Улететь не получилось. Несмотря на пропуск. «Дугласы» оказались переполнены ранеными бойцами и летно-техническим составом аэродрома. Мы снова чего-то ждали. «И хорошо, что не улетели, старший политрук, – сказал мне один майор. – Ранение у вас не смертельное, толковые люди нужны позарез. Передохнете, оклемаетесь, вернетесь к своим бойцам». Я сделал вид, что согласился, но понимал его неправоту. Мы пробрались назад, в Казачью бухту.
Прошел еще один кошмарный день. Фашисты рвались к Инкерману и продолжали обстрел побережья. Ночью прибыли тральщики из Новороссийска, с боезапасом, продовольствием и пополнением. Маршевики сбегали по трапам, почерневшие матросы волокли тюки и ящики, им помогали с берега. Падавшие в бухту снаряды поднимали фонтаны воды. Из нашей группы на борт приняли не всех, в первую очередь поднимали тяжелораненых, однако моя бумага произвела впечатление на старшего лейтенанта – командира тральщика. К тому же было видно, что я на самом деле ранен. «Валяй, политрук, на бак, да только под ногами не путайся».
Разгрузка прошла стремительно, и тральщики вышли в море. Вечером мы прибыли в Новороссийск. Без потерь, в отличие от шедшего накануне лидера эсминцев «Ташкент», который, как мне рассказали, на протяжении трех часов подвергался атакам «Юнкерсов», утратил управление и чуть не затонул.
На следующий день я прошел медицинское освидетельствование и на неделю был прикомандирован для восстановления сил к бывшему санаторию комсостава, ныне военному госпиталю – с тем чтобы после вторичного медосмотра получить служебное предписание.

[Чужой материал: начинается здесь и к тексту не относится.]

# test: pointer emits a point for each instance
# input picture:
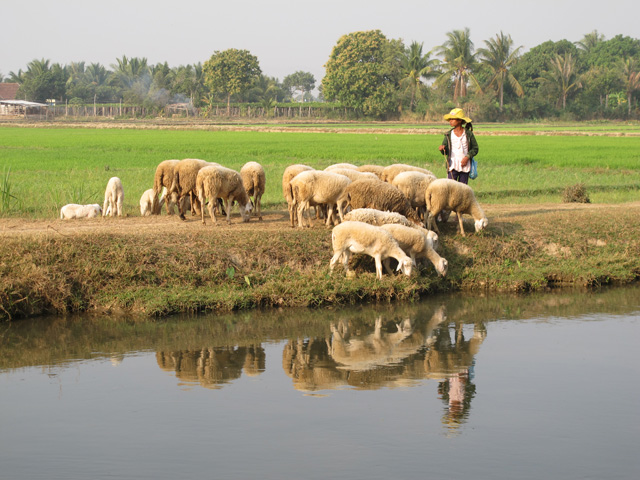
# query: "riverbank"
(156, 266)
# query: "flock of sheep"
(384, 212)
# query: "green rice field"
(44, 168)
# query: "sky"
(285, 35)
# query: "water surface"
(537, 386)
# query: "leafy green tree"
(417, 66)
(363, 72)
(499, 57)
(299, 81)
(459, 62)
(563, 77)
(231, 72)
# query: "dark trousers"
(462, 177)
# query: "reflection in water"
(213, 366)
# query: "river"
(484, 386)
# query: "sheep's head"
(406, 265)
(480, 224)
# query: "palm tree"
(563, 76)
(417, 66)
(631, 76)
(459, 61)
(499, 57)
(589, 41)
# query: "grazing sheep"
(416, 244)
(318, 187)
(390, 172)
(147, 204)
(359, 237)
(216, 181)
(413, 185)
(164, 178)
(73, 210)
(113, 198)
(184, 182)
(290, 172)
(446, 194)
(381, 196)
(375, 169)
(254, 181)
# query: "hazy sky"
(285, 35)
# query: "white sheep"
(390, 172)
(254, 181)
(359, 237)
(73, 210)
(413, 185)
(215, 181)
(113, 198)
(316, 187)
(417, 244)
(147, 204)
(446, 194)
(289, 173)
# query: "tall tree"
(499, 57)
(363, 72)
(231, 72)
(459, 62)
(416, 66)
(562, 75)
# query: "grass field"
(44, 168)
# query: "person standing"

Не подлежавшие разглашению новости из Севастополя делались хуже и хуже. Сразу же после моего отъезда фашисты сумели прорваться в Инкерманскую долину. Через день последовал немецкий десант через бухту, пала Сапун-гора, а потом случилось что-то совершенно непонятное, когда даже те, кто выбирался оттуда, ничего не могли объяснить. «Бардак», – прохрипел в ответ на мои расспросы доставленный в палату обожженный моряк. Больше он не сказал ничего. Ночью стонал, к утру его не стало. Вечная память героям.
Данное им определение не могло отражать, разумеется, смысла происходящего в оборонительном районе. Но ничего более внятного мне услышать не удалось. При том что я вовсе не был ограничен стенами бывшего санатория. Как выздоравливающий я имел возможность ходить по городу, неоднократно бывал в порту и мог наблюдать за прибытием немногих пробившихся из Севастополя надводных судов и подводных лодок.
Именно тогда мне вдруг захотелось увидеть знакомые лица. Бергмана, Сергеева, Зильбера. Девушки, как звали эту девушку? Мария? Анна? Я хотел бы увидеть даже младшего лейтенанта, позволившего себе дикую выходку в первый же день фашистского наступления. И еще этого, Каверина, политбойца…
Я не знал, в каком времени думать о них. Настоящем, прошедшем? Эвакуированы или погибли в жестоких боях? А если эвакуированы – куда? В Новороссийск, Туапсе, Анапу? Поти, Сухуми, Батуми? Или, быть может, самолетами в Краснодар? Этого я тоже знать не мог.
Зато мне было известно, что они почему-то меня не любили. С подобной нелюбовью я сталкивался не впервые, но именно там, на фронте, она впервые меня уязвила. Раньше всё было понятно. Нам приходилось бороться, коварный враг, прикрывшийся личиной, злобствовал, притворялся, но не мог сокрыть своей вражеской сути. Тем, кто цеплялся за прошлое, да и просто нечестным людям не свойственно любить большевиков. Но эти… Мы же делали общее дело… И такой непонятный финал.
Да, не любили, странный, но факт. Бергман недолюбливал, Сергеев, лейтенанты-артиллеристы, даже Некрасов, младший политрук, обязанный не корчить из себя комвзвода, а помогать в политработе непосредственному начальнику. Потому что видели только вершину айсберга, считали бесполезным человеком, напрасно жрущим свой паек и путающимся под ногами у строевиков. Думали, быть комиссаром легко. Но они не понимали одного: объяснять политику партии и вести за собою людей – это самое легкое, то, что лежит на поверхности. А ведь была еще кропотливая работа с личным составом – выявление настроений, выяснение существующих недостатков с целью их исправления и наказания виновных. И вот тут обнаруживались различия, объяснения которым я не находил.